Two Cambridge University academics who have had a major impact on probabilistic information retrieval are Karen Sparck-Jones and Stephen Robertson.
Both were part of the cadre of researchers working together with Dr. Martin Porter at the Cambridge Computing Lab in the 80s.
Karen taught Information Retrieval at Cambridge for many years contributed hugely to the TREC benchmark, whilst Stephen now leads on search at the Microsoft Research Labs.
Grapeshot draws on the latest BM25 algorithms developed in the last five years and created its own WordRank algorithms for fast robust indexing and search systems.
Probabilistic Information Retrieval and the Heritage of WordRank
The method of using probability maths to improve search precision and recall is not a new idea. Cambridge University academics have worked on this subject since the 1970's, applying Bayesian techniques to relevance feedback, to improve the quality of search results for a user - long before the rise of the internet.

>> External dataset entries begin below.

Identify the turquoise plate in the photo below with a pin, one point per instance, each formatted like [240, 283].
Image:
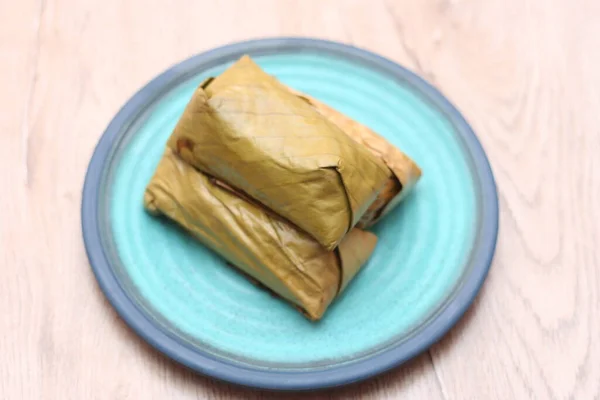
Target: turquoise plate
[433, 253]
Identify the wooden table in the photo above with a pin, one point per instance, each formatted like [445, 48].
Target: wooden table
[526, 73]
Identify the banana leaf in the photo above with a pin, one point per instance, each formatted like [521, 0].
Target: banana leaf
[260, 243]
[247, 129]
[405, 172]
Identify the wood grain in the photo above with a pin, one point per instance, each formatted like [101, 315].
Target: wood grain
[525, 73]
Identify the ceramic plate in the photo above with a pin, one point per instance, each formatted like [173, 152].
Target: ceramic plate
[433, 254]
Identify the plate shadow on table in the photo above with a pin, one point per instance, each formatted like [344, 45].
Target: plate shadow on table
[395, 381]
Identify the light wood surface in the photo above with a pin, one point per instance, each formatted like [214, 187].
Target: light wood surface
[525, 73]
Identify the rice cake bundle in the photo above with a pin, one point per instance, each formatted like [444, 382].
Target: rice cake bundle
[263, 245]
[247, 129]
[279, 184]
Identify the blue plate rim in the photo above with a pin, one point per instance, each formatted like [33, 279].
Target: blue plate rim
[287, 380]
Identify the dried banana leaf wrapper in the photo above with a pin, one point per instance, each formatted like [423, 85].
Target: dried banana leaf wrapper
[247, 129]
[404, 171]
[269, 249]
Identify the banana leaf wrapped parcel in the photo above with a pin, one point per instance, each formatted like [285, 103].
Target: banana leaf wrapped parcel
[249, 130]
[270, 249]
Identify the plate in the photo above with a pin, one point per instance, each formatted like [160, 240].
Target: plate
[433, 254]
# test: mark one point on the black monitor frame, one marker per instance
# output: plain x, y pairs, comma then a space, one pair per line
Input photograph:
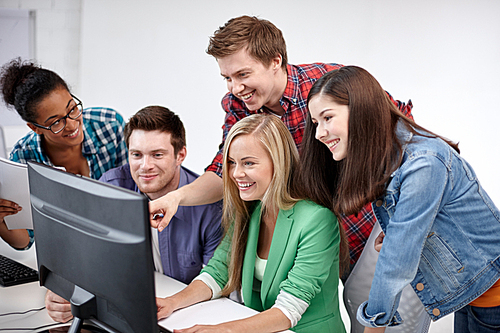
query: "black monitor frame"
93, 247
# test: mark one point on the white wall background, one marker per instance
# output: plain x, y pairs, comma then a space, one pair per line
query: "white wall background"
443, 55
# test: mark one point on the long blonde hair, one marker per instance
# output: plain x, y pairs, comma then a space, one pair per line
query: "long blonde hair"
282, 192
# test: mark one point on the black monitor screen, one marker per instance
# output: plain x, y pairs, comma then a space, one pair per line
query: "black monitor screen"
93, 246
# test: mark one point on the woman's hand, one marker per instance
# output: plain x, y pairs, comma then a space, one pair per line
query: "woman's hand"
8, 207
378, 241
165, 307
224, 328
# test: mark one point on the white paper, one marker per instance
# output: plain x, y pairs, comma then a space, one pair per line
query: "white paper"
14, 186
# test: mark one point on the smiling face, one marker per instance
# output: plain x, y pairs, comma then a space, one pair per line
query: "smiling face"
332, 124
256, 84
250, 167
153, 165
52, 108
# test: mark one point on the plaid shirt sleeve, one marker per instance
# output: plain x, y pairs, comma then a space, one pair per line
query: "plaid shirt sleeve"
294, 101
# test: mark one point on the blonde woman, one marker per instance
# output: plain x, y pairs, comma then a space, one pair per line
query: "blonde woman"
279, 250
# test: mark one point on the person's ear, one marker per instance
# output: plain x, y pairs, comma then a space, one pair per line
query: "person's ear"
181, 155
35, 129
277, 62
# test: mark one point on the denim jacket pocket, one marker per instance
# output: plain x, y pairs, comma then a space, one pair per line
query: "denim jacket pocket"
440, 262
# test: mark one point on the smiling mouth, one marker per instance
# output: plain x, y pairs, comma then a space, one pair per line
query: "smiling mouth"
74, 134
147, 177
332, 144
247, 96
245, 186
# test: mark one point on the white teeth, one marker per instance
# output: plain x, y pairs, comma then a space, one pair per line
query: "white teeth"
74, 133
247, 96
332, 143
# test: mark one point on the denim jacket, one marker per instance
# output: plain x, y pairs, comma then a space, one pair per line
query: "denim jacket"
442, 234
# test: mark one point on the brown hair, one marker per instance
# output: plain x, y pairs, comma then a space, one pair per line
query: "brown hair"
263, 40
373, 151
159, 118
25, 84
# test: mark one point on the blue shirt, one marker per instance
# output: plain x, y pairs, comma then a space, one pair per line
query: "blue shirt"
103, 144
442, 234
193, 234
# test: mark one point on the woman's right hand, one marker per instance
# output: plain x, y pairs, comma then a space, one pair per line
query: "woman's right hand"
379, 241
8, 207
165, 307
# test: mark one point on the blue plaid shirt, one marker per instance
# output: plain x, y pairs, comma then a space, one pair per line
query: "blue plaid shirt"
103, 145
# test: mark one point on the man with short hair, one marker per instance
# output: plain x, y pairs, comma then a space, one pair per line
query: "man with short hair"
252, 57
156, 142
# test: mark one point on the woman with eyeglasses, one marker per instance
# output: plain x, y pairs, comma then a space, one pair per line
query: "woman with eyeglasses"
87, 142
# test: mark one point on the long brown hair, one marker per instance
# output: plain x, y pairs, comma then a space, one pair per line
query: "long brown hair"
373, 151
283, 191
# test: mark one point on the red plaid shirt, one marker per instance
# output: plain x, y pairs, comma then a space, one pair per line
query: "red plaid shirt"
294, 102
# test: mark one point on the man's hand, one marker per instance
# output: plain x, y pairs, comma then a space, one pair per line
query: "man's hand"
163, 209
378, 241
58, 308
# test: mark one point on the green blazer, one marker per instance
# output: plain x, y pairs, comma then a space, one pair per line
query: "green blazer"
303, 261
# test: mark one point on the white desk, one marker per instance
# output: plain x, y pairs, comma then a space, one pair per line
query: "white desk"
30, 296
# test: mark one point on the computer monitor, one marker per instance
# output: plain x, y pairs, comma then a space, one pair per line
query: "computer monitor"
93, 247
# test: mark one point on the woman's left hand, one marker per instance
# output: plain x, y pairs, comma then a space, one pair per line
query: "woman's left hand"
207, 329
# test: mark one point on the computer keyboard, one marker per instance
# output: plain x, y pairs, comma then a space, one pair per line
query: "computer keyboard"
13, 272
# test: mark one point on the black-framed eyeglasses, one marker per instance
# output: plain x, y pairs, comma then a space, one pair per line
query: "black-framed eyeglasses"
58, 125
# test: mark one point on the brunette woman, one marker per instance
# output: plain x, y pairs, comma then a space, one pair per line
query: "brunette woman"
442, 231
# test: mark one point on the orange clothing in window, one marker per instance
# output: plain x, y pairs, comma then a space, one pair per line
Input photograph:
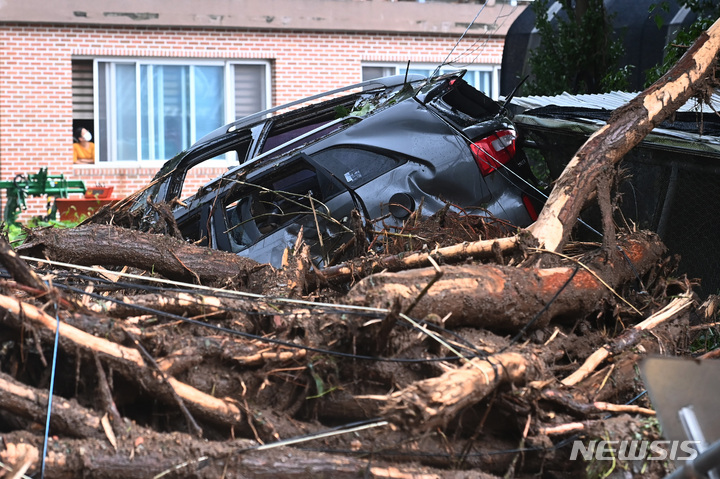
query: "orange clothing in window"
84, 154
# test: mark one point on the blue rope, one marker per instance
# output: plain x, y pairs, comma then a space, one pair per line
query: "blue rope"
52, 385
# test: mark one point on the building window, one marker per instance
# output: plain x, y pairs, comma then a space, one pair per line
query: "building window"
485, 78
152, 110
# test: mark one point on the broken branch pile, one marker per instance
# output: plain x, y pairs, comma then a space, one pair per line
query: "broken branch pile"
442, 380
459, 370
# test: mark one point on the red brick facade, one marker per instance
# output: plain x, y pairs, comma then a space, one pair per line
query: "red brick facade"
36, 95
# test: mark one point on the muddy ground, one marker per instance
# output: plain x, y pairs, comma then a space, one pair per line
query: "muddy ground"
275, 375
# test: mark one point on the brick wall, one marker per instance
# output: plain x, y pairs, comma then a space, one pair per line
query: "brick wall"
36, 94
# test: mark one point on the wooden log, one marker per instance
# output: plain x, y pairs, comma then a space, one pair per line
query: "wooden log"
505, 299
125, 360
109, 245
433, 402
628, 125
175, 455
629, 338
67, 418
366, 266
19, 269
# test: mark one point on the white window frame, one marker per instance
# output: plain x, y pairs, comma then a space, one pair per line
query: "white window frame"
494, 71
228, 94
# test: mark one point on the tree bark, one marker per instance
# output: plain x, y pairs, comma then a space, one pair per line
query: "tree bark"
68, 417
127, 361
433, 402
109, 245
628, 125
505, 299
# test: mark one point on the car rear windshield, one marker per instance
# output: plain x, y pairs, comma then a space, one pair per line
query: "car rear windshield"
470, 101
355, 166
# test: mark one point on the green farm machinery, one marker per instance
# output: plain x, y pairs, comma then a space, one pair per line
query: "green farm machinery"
41, 184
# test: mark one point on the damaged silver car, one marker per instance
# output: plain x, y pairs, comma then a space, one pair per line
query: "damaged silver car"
375, 151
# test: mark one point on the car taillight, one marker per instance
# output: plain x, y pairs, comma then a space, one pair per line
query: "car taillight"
494, 150
530, 207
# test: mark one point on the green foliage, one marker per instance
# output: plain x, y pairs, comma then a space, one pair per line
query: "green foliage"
707, 12
575, 55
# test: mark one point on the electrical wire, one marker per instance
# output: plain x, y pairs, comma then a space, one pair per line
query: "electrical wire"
256, 337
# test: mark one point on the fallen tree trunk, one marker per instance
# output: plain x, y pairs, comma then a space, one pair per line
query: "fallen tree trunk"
434, 402
109, 245
176, 455
628, 125
126, 360
505, 299
369, 265
629, 338
68, 417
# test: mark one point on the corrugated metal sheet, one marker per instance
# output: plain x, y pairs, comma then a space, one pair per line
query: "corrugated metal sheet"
602, 101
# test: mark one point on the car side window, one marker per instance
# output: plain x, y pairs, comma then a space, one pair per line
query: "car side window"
355, 166
254, 210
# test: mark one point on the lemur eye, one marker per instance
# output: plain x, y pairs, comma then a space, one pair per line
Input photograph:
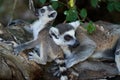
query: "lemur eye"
68, 37
52, 14
42, 10
54, 35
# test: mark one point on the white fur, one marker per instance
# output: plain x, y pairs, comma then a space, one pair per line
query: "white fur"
75, 24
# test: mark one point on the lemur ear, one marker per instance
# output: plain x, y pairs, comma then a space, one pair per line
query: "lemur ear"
75, 24
54, 32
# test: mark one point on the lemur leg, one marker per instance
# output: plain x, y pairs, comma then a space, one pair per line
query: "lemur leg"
117, 55
34, 57
80, 56
27, 45
42, 59
62, 69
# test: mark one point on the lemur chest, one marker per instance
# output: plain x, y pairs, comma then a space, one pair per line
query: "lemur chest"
105, 42
37, 27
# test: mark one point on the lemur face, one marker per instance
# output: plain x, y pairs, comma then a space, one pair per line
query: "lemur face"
47, 13
64, 35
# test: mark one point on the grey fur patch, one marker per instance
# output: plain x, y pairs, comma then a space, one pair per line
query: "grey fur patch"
64, 27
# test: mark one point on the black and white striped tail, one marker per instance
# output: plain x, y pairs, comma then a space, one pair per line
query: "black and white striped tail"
62, 68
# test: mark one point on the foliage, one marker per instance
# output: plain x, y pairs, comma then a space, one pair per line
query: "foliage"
42, 1
90, 27
71, 14
94, 3
113, 5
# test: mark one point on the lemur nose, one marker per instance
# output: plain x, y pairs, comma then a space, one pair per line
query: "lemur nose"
77, 43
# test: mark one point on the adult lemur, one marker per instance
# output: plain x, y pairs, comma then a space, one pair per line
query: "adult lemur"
101, 45
42, 41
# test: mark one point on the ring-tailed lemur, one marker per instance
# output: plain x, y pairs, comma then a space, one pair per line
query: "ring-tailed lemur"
46, 15
48, 49
99, 46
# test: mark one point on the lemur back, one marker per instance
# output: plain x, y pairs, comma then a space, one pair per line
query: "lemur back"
97, 46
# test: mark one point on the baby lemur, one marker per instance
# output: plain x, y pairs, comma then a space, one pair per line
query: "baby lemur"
98, 46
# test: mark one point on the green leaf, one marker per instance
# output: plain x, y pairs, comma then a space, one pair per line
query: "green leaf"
94, 3
117, 6
71, 3
83, 13
55, 4
110, 7
42, 1
71, 14
90, 27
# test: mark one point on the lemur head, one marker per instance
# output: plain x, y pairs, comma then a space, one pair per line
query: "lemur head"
47, 13
64, 34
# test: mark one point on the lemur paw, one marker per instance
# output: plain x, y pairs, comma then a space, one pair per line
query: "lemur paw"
33, 56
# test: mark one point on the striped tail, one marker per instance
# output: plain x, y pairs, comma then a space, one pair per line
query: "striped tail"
62, 68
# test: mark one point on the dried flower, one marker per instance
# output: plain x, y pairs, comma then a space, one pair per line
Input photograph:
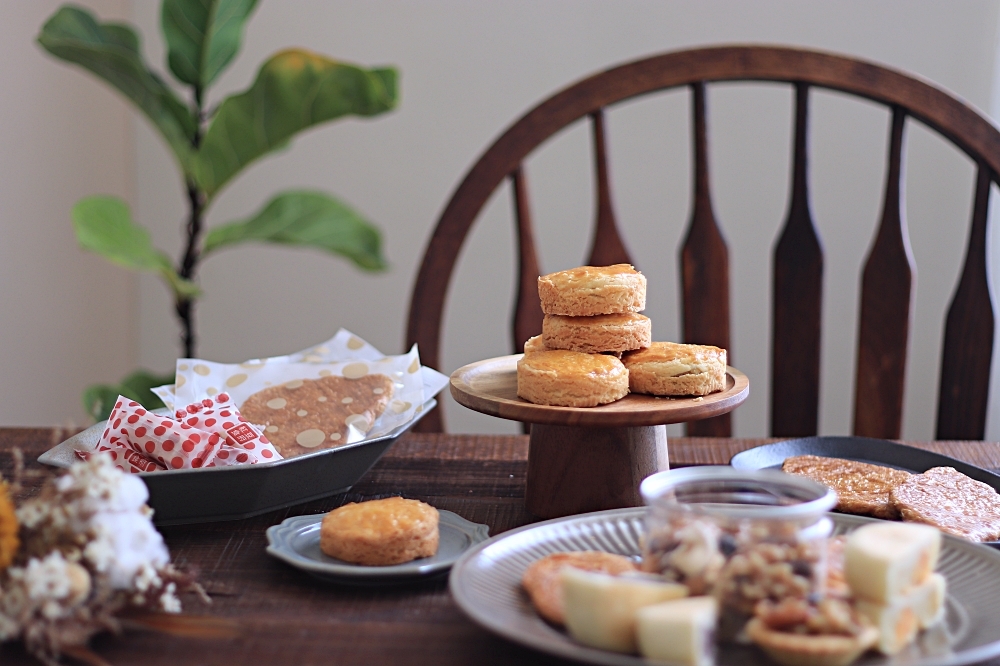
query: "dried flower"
9, 542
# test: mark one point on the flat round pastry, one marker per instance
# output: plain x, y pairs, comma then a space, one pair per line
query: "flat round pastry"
593, 290
534, 344
571, 379
597, 334
542, 582
671, 368
380, 532
952, 502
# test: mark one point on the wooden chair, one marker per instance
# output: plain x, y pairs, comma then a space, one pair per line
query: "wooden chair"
887, 281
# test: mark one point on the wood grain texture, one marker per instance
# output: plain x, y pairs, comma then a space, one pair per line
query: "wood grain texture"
490, 387
290, 618
607, 247
579, 470
798, 299
704, 264
886, 307
936, 108
968, 334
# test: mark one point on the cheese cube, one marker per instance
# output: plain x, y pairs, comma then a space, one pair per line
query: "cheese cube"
679, 632
600, 609
899, 621
884, 560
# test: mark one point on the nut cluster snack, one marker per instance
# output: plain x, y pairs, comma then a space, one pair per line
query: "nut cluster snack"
591, 321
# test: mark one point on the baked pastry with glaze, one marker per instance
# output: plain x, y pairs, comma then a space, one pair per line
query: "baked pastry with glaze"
380, 532
671, 368
862, 488
597, 334
593, 290
571, 379
542, 582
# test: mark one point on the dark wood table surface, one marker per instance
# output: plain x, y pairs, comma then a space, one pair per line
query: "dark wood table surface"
288, 617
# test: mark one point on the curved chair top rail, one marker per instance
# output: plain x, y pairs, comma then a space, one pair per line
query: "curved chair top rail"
933, 106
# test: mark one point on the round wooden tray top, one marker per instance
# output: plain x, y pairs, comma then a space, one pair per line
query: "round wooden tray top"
490, 387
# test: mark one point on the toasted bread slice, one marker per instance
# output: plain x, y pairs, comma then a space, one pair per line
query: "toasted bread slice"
862, 488
952, 502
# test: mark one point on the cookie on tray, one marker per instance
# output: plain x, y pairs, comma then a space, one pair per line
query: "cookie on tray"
307, 415
597, 334
593, 290
380, 532
671, 368
571, 379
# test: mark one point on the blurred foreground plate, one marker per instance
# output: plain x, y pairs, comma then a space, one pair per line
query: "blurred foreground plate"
486, 585
184, 496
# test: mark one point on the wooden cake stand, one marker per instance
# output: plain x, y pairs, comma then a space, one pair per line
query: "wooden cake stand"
588, 458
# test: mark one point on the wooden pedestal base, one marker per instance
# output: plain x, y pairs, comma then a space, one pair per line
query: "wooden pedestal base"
573, 469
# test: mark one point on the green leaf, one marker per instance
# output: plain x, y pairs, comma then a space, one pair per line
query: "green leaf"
307, 218
111, 51
99, 399
104, 225
294, 90
203, 36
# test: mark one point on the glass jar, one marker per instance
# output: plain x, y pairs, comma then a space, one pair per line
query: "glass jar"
740, 535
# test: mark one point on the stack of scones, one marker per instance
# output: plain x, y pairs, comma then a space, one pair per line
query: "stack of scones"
595, 347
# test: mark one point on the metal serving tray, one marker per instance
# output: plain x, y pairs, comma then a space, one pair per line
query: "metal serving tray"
184, 496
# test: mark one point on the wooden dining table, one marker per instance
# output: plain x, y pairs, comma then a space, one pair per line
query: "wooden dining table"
280, 615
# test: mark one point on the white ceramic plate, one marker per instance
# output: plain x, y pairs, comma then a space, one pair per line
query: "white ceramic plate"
486, 585
296, 541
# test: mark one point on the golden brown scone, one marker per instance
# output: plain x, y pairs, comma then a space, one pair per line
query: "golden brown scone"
862, 488
571, 379
597, 334
534, 344
308, 415
593, 290
380, 532
952, 502
671, 368
542, 583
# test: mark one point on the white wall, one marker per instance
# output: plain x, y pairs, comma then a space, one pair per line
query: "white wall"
470, 69
67, 319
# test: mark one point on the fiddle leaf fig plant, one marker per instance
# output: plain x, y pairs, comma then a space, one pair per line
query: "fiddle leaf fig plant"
294, 90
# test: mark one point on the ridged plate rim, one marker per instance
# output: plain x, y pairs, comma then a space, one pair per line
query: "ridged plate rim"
485, 584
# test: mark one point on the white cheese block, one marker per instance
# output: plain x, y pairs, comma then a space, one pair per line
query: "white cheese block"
899, 622
883, 560
679, 632
600, 609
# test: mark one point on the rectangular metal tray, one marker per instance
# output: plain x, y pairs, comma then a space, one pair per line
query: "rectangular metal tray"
185, 496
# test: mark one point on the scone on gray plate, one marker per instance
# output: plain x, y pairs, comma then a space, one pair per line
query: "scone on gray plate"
380, 532
671, 368
593, 290
597, 334
571, 379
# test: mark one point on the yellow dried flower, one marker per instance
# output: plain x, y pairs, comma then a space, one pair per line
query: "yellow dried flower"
9, 543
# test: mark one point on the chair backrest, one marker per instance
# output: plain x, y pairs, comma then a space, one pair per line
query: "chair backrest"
887, 281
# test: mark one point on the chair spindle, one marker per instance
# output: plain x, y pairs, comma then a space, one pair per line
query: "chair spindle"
607, 248
798, 298
704, 266
965, 372
886, 304
527, 320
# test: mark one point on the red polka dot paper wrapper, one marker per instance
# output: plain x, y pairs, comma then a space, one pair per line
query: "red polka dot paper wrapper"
210, 433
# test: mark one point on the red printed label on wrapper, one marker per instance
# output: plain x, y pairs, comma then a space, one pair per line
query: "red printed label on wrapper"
140, 441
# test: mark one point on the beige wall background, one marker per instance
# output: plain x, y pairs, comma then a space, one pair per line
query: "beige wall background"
468, 70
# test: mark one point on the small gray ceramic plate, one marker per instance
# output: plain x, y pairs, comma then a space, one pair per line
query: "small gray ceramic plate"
183, 496
486, 584
296, 541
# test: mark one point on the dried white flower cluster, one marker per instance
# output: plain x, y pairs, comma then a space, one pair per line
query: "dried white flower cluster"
88, 548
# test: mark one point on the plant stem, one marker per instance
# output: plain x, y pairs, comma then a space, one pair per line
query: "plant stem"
184, 306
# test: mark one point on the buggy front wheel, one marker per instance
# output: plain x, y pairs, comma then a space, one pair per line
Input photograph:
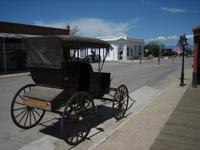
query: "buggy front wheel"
77, 118
23, 116
120, 102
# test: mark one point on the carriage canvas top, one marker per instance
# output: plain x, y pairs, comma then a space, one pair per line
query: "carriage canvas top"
49, 51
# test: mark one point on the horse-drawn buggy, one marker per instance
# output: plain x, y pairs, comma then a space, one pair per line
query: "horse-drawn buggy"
65, 83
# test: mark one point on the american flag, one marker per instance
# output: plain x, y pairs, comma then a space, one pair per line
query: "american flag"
179, 46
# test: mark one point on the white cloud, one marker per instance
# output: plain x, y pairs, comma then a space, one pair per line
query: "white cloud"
189, 37
169, 38
93, 26
178, 10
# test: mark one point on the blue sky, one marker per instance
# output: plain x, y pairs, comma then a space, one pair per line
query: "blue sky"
151, 20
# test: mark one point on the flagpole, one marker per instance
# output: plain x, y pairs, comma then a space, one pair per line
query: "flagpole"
183, 42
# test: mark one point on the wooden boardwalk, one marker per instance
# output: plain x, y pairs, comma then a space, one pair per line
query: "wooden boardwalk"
182, 130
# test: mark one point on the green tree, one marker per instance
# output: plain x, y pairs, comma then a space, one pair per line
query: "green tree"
154, 47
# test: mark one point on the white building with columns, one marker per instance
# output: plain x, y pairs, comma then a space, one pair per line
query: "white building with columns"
124, 48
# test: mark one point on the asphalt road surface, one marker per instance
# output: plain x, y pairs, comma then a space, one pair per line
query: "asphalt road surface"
134, 75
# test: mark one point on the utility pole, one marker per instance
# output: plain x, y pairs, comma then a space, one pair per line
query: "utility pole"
184, 43
159, 55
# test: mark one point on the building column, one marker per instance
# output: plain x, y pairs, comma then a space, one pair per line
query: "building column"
4, 56
125, 52
195, 65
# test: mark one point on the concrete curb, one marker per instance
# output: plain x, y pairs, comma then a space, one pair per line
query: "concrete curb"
14, 75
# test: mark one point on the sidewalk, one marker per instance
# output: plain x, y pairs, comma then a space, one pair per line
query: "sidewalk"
182, 130
144, 130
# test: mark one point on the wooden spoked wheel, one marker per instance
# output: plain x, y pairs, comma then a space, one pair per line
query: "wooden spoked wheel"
24, 116
120, 102
77, 118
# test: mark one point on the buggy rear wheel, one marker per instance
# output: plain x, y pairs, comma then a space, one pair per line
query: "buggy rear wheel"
120, 102
23, 116
77, 118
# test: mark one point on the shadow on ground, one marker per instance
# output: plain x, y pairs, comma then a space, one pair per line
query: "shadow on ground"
52, 127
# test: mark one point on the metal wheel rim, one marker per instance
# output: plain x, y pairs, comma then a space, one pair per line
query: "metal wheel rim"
120, 102
23, 116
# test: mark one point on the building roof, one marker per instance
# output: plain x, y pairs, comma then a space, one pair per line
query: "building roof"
120, 36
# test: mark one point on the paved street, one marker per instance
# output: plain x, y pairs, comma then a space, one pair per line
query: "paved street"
148, 76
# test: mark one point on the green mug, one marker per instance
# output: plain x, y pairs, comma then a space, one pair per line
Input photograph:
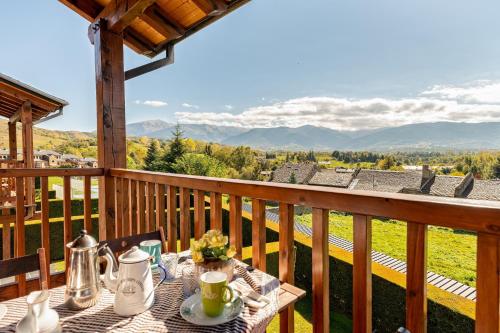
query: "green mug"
215, 293
153, 248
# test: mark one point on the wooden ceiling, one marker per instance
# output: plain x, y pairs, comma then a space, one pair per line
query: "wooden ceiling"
14, 93
150, 25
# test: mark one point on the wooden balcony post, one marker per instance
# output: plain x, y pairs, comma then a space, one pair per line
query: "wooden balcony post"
362, 274
235, 224
12, 141
110, 95
488, 290
259, 234
215, 211
416, 278
320, 271
185, 219
199, 213
286, 261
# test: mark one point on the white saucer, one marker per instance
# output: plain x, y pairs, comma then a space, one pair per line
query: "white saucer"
192, 311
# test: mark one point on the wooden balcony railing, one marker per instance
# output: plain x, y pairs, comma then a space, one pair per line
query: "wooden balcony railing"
139, 208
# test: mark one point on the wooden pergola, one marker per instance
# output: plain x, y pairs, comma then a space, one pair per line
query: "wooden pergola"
21, 103
148, 27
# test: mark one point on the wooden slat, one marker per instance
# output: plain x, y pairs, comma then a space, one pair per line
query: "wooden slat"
172, 218
110, 101
416, 278
456, 213
362, 274
160, 206
68, 234
19, 232
487, 284
199, 213
87, 204
119, 207
215, 210
235, 224
141, 207
185, 220
126, 224
286, 261
133, 206
150, 207
259, 234
320, 271
44, 185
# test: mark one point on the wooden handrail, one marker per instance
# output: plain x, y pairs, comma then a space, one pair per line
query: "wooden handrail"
34, 172
466, 214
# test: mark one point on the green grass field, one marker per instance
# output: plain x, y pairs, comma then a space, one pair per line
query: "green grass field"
451, 253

Most search technology uses word frequencies to rank documents

Grapeshot ranks each word, and changes the word's weight throughout user interactions
At one time probabilistic techniques were used to counter the impracticalities of Boolean retrieval - where people use an AND or an OR in their search request. Although SQL and other relational database still have a rigid query syntax, the more familiar search these days uses relevance ranking to determine which documents in the search result (via an AND or an OR expression) are in fact more relevant.
Verity and other American search engines, funded through early CIA or US Government sources during the 1980s, used the academic ideas of Gerry Salton and his SMART model. In essence a relevant document was one where the search words appeared more frequently. Of course some documents are longer than others, so a formula had to embrace document length to get a sense of overall word density. But essentially the pattern of words inside a document led to the document itself getting a relevance score.
Verity then extended the model with Topics - the idea being that the one word Apollo, could have Neil Armstrong, moon or mission as related words. This makes sense if you are building a thesaurus or topic tree or related words: in essence an early version of the value-add information science work that goes on today building predefined relationships between words as a thesaurus or semantic web.
The probabilistic model allows words to be weighted, not just documents. The probability of a word being significant is based initially on distribution through the corpus. It means the word "lawyer" in a legal dataset is not as significant as the word lawyer in a boating magazine. - purely based on the skew from a "normal" distribution of occurrence.
However things get exciting when the user, an individual user, navigates through a set of documents. This smaller corpus of documents visited, read or marked as interesting by the user - will have a different distribution for the word lawyer, as compared to both the legal database or the boating magazine. If we model probability across the user's own document footprint and the corpus being queried at large, then a word can have a unique weight for that one user.
Grapeshot uses the probability mathematics to get a weight behind each search term. The benefits are:
- Ability to suggest words related to the one word used by the searcher - with no need to pre-create topics or thesauri
- Ability to accept search queries with 200 words or more, as the software can determine easily which are the more important words
- Ability to adjust the word weights for each user, based on their own pattern of document consumption
Herein likes the distinction with the more normal search engine systems that rank the documents. Grapeshot can uniquely rank words and modify those weights in real time based on user interactions.